Em Fevereiro de 2023, esta associação intentou uma providência cautelar em tribunal, que teve como principal objectivo parar as obras de urbanização do Na Praia. Essa providência foi aceite pelo Tribunal Administrativo de Beja, tendo como consequência a paragem dos trabalhos; infelizmente essa providência veio posteriormente a ser indeferida (tornada nula) pelo Tribunal de Beja. No entanto, nesse momento, já as obras haviam sido retomadas.
Porquê, se a providência cautelar tem um efeito suspensivo?
Porque, logo que a nossa providência cautelar deu entrada no tribunal, o Município de Grândola veio apresentar uma declaração em como o empreendimento turístico Na Praia tem interesse público para o Município de Grândola.

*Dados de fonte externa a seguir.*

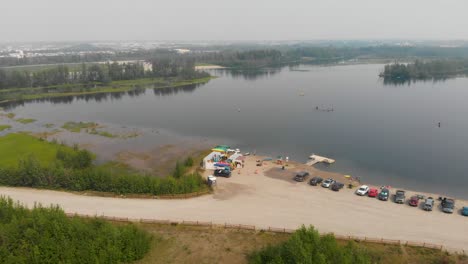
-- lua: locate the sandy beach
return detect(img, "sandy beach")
[0,157,468,253]
[195,65,225,70]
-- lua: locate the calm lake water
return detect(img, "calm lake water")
[3,65,468,198]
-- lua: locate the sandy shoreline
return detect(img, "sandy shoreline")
[195,65,226,70]
[0,157,468,251]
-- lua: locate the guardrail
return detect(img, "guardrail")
[66,213,454,254]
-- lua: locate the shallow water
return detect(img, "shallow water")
[4,65,468,198]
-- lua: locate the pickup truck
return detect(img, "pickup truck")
[423,197,434,211]
[394,190,406,204]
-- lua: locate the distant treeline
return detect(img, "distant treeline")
[0,58,208,89]
[0,197,151,264]
[380,59,468,82]
[4,43,468,68]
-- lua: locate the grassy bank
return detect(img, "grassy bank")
[0,134,209,196]
[0,197,151,263]
[133,224,468,264]
[0,77,214,103]
[0,133,72,168]
[0,125,11,132]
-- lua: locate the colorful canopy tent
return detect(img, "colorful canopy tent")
[203,151,223,170]
[211,145,230,153]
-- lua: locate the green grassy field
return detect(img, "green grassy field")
[0,133,68,168]
[15,118,36,124]
[0,125,11,132]
[62,122,98,133]
[133,224,468,264]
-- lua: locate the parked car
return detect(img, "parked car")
[322,179,335,188]
[462,206,468,216]
[207,175,216,186]
[394,190,406,204]
[441,199,455,214]
[309,177,323,186]
[294,171,309,182]
[214,169,231,178]
[377,188,390,201]
[423,197,434,211]
[367,188,379,197]
[356,185,369,196]
[408,196,419,207]
[331,182,344,192]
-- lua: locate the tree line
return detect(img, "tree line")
[249,226,374,264]
[0,59,209,89]
[0,140,208,195]
[0,197,152,264]
[380,59,468,82]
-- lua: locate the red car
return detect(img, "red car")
[408,196,419,207]
[367,188,379,197]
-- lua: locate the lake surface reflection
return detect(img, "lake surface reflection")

Entretanto, com a continuação dos trabalhos de obra, observamos agora a duna cortada e o coberto vegetal destruído numa área de cerca de 2 km de costa. Tudo isto acontece sem que as autoridades, nomeadamente a CCDR Alentejo, façam qualquer tipo de fiscalização ao modo como está a ser executada esta obra.
Foram aliás dois incumprimentos na obra por parte do promotor que deram motivos à Ass. Dunas Livres para avançar com uma providência cautelar.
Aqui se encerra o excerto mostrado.